The ALJ Clearly Articulated his Reasons for Affording Less Than
Substantial Weight Dr. McAdams’s Opinion
In addition, the ALJ clearly articulated his reasons for giving little weight to the opinion
of Dr. McAdams for which he had good cause for doing so. For example, he noted the following:
the mildness of treatment employed by Dr. McAdams and the lack of any dramatic findings in
his examinations; the lack of clinical notes referencing Plaintiff’s extreme pain and
corresponding extreme limitation of function; the lack of explanation in the forms supplied by
Plaintiff’s attorney and signed by Dr. McAdams; the lack of supporting evidence and congruency
of the doctor’s opinion as compared to the record; and a significant disparity between the clinical
notes and Dr. McAdams’s opinion regarding disability. (Tr. 24-34).
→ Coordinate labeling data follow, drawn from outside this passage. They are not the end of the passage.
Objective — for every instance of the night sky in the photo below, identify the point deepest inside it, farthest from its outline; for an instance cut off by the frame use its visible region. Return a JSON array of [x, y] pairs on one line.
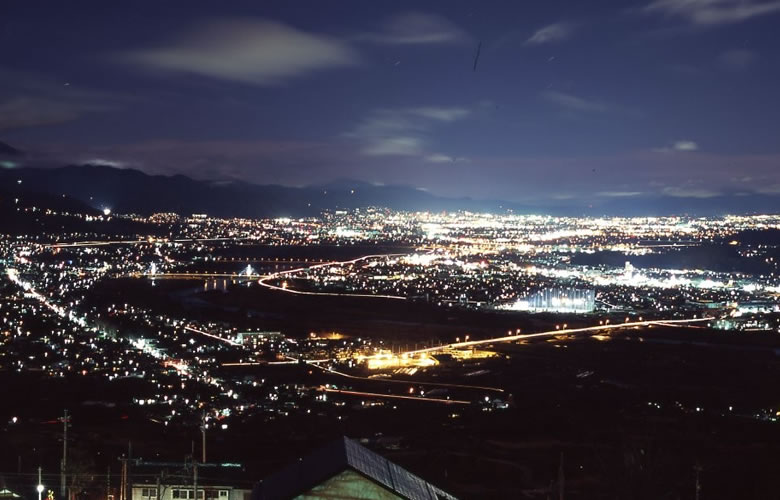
[[578, 100]]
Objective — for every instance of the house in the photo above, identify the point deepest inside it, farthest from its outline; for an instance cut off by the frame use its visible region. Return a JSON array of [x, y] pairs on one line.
[[346, 470], [148, 491]]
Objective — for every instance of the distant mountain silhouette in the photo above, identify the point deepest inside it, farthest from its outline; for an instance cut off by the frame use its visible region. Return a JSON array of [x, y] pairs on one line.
[[132, 191], [7, 150]]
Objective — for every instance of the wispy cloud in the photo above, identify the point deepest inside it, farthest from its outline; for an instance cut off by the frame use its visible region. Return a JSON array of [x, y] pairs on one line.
[[32, 100], [259, 52], [556, 32], [619, 194], [713, 12], [689, 192], [417, 28], [679, 146], [403, 131], [737, 59], [575, 103], [439, 158]]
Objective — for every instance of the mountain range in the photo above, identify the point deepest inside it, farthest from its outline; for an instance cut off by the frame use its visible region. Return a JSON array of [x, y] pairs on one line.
[[125, 190]]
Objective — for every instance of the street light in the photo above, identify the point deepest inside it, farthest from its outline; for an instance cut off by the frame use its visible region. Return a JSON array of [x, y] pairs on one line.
[[40, 486]]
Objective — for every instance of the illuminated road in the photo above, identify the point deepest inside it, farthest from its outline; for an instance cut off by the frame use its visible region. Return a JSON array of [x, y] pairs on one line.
[[97, 243], [198, 275], [329, 294], [552, 333], [393, 396], [207, 334], [413, 382]]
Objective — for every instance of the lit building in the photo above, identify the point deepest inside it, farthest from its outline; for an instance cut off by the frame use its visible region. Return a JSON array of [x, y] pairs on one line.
[[566, 300]]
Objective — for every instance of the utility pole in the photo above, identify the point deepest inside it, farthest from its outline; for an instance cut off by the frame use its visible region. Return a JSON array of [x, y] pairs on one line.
[[128, 483], [560, 479], [195, 477], [39, 488], [64, 462], [203, 434]]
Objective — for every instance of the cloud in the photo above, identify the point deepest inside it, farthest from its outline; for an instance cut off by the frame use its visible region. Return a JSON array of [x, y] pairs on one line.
[[417, 28], [714, 12], [619, 194], [439, 158], [32, 100], [395, 146], [682, 146], [737, 59], [440, 114], [259, 52], [685, 146], [556, 32], [573, 102], [403, 131], [689, 192], [23, 112]]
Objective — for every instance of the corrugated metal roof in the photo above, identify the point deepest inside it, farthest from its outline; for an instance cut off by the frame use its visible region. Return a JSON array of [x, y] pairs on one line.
[[344, 453]]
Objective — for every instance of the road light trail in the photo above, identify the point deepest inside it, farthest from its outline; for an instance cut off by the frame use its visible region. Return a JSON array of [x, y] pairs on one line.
[[552, 333], [278, 275], [412, 382], [395, 396], [217, 337]]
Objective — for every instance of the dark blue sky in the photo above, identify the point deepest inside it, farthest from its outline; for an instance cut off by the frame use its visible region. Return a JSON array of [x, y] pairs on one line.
[[581, 101]]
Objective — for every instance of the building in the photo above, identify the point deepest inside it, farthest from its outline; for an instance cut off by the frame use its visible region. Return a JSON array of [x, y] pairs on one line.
[[562, 300], [181, 491], [346, 470]]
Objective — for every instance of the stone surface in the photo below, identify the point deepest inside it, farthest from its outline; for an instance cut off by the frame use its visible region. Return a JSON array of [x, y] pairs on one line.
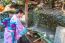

The ALJ Did Not Commit an “Egregious Error” by Dismissing the Opinion
of Dr. McAdams as Inconsistent with the Record Evidence Without First
Recontacting the Doctor for Clarification.
Plaintiff alludes to the argument that the ALJ committed egregious error by not
recontacting Dr. McAdams for clarification after finding the doctor’s opinion inconsistent or
incomplete. However, this argument fails to correctly interpret the statute and controlling case
The Regulations in effect at the time of the ALJ’s decision provide that medical sources
should be recontacted when the evidence received is inadequate or incomplete. 20 C.F.R. §§
404.1512(e), 416.912(e). Social Security Ruling 96-5p further states that “if the evidence does
not support a treating source's opinion on any issue reserved to the Commissioner and the
adjudicator cannot ascertain the basis of the opinion from the case record, the adjudicator must
make ‘every reasonable effort’ to recontact the source for clarification of the reasons for the
opinion.” SSR 96-5p. Regarding whether the ALJ's failure to recontact a treating source warrants
remand, the Eleventh Circuit has stated that the court is guided by “ whether the record reveals
evidentiary gaps which result in unfairness or clear prejudice.” Couch v. Astrue, 267 Fed. Appx.
853, 855 (11th Cir. 2008) (quoting Brown v. Shalala, 44 F.3d 931, 935 (11th Cir. 1995)). “The
likelihood of unfair prejudice may arise if there is an evidentiary gap that ‘the claimant contends
supports [her] allegations of disability.’” Id. (quoting Shalala, 44 F.3d at 936 n.9).
After careful review, the court concludes that the ALJ was not required to contact Dr.
McAdams for clarification. Substantial evidence supports the ALJ's decision that Plaintiff was
not disabled at the time of her hearing. Thus, there was no need for additional information or
clarification from Dr. McAdams. See Couch, 267 Fed. Appx. at 855-56 (finding that no duty to
recontact existed where substantial evidence supported the ALJ's decision); Osborn v. Barnhart,
194 Fed. Appx. 654, 668-69 (11th Cir. 2006). Accordingly, the court concludes that the ALJ
properly considered the opinion for Dr. McAdams and that the ALJ did not err in failing to
recontact Dr. McAdams for clarification of his opinion.
After careful review, the court concludes that the ALJ's determination that Plaintiff is not
disabled is supported by substantial evidence and proper legal standards were applied in reaching
this determination. Thus, the Commissioner's final decision is due to be affirmed. A separate
order consistent with this memorandum of decision will be entered.
DONE and ORDERED on November 20, 2013.